Four elderly people and one child died after the roughly 1-meter (3-feet) high wave hit the Santa Cruz Islands, an eastern region of the Solomon Islands, said Augustine Bilve, a director at a hospital in Lata, the main town in the area.

The strong waves appeared to have caused damage and disruption at the local airport and nearby villages.

Bilve said that some patients were being relocated, but the hospital was intact.

“Our staff in Temotu province felt the quake and within five minutes there were a number of wave surges, which flooded the runway there,” said Andrew Catford, the program director in the Solomon Islands for the humanitarian group World Vision.

Temotu province is another name for the Santa Cruz Islands.

World Vision said it was still trying to gauge the damage from the tsunami in the area, adding that “it is likely that several villages close to the airport have been severely impacted.”

The Pacific Tsunami Warning Center initially issued a tsunami warning for several countries in the area, including Papua New Guinea and Fiji. But the center later canceled the alert after reassessing the relevant data.

It also called off a tsunami watch it had sent out for a larger number of countries in the region such as New Zealand, Australia and Indonesia.

The center of the quake was located near the Santa Cruz Islands, the U.S. Geological Survey (USGS) said. It was initially reported to be 3.6 miles deep, but that was later revised to a depth of 17.8 miles.

 

Precautionary measures taken in the region

Authorities elsewhere in the region took precautionary measures following news of the quake.

The New Zealand Ministry of Civil Defense and Emergency Management warned people along certain areas of the country’s west coast to stay out of the water and away from the shore.

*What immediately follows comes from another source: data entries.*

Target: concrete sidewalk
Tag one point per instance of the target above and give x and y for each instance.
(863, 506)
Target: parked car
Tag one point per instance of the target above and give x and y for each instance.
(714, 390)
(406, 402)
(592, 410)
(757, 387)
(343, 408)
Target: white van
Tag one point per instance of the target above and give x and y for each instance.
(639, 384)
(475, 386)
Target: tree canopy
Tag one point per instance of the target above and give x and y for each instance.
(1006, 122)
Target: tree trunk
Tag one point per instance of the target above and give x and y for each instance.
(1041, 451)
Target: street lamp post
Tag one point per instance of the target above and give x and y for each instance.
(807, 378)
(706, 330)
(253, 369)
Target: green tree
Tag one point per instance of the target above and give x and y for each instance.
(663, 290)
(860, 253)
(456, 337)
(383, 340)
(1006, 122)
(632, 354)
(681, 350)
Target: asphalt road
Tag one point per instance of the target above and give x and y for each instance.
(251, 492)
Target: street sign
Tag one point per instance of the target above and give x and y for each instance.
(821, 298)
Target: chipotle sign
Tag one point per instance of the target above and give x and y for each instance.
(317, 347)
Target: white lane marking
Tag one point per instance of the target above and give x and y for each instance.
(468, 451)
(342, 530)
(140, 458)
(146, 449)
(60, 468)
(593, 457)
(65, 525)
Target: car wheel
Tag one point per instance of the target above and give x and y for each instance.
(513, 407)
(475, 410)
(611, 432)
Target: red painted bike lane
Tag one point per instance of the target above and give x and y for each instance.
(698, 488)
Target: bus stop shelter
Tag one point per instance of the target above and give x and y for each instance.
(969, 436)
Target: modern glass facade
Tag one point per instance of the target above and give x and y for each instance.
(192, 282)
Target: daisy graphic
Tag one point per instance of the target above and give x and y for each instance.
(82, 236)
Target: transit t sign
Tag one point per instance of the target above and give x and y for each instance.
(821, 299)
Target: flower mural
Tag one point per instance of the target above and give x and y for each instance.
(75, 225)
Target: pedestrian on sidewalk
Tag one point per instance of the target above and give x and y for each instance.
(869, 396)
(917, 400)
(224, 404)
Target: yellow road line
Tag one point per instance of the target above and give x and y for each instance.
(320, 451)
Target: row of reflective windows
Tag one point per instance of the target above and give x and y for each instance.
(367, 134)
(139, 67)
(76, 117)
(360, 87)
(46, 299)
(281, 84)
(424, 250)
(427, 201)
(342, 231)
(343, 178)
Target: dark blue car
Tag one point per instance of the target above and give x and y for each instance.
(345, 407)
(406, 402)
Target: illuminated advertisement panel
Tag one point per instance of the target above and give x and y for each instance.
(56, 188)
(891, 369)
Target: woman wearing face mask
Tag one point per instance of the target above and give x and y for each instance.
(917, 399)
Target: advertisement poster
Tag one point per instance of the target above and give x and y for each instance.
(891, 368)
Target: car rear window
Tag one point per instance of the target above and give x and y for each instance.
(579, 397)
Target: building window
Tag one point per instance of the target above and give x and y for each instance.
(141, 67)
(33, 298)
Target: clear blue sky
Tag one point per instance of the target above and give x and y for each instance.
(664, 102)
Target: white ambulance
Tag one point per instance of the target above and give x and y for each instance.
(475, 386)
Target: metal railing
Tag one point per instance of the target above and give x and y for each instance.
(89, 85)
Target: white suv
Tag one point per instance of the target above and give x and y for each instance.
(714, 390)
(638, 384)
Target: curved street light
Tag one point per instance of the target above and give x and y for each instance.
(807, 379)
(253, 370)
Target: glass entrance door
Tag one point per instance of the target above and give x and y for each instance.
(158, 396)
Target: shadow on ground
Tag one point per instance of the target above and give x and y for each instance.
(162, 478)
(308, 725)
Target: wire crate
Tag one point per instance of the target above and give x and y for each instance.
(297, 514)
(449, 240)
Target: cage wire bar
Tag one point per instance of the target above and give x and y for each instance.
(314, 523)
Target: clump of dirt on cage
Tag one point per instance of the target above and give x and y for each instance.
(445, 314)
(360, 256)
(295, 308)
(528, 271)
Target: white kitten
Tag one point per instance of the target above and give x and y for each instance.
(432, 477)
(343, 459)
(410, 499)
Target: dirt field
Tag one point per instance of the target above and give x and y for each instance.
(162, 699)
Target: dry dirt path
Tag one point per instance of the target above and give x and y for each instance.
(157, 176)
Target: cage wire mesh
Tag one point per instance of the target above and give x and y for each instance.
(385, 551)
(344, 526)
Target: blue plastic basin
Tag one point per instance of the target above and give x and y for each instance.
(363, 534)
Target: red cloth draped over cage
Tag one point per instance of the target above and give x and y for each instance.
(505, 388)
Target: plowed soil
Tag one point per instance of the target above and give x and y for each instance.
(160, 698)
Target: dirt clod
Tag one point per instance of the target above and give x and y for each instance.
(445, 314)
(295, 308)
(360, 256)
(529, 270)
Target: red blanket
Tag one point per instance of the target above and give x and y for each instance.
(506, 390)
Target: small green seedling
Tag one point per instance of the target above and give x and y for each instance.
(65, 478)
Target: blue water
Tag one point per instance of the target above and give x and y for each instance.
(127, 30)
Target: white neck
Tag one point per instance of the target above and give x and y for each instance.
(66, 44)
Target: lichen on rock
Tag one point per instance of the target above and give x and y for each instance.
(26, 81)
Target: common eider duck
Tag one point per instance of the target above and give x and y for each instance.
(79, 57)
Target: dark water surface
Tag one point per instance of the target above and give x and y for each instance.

Japanese authorities issued advisories that small sea level changes could affect the country’s entire eastern coastline Wednesday.

The New Caledonia High Commission in the capital of Noumea ordered the immediate evacuation of coastal residents on the eastern coast of New Caledonia and the Loyalty Islands.

The main quake was preceded by a 6.3-magnitude quake in the region and was followed by several others, the largest of which had a magnitude of 6.6, the USGS said.

In 2007, an 8.1-magnitude quake struck in the western part of the Solomon Islands, setting off a tsunami. At least 52 people died as a result of the disaster and thousands of others were left homeless.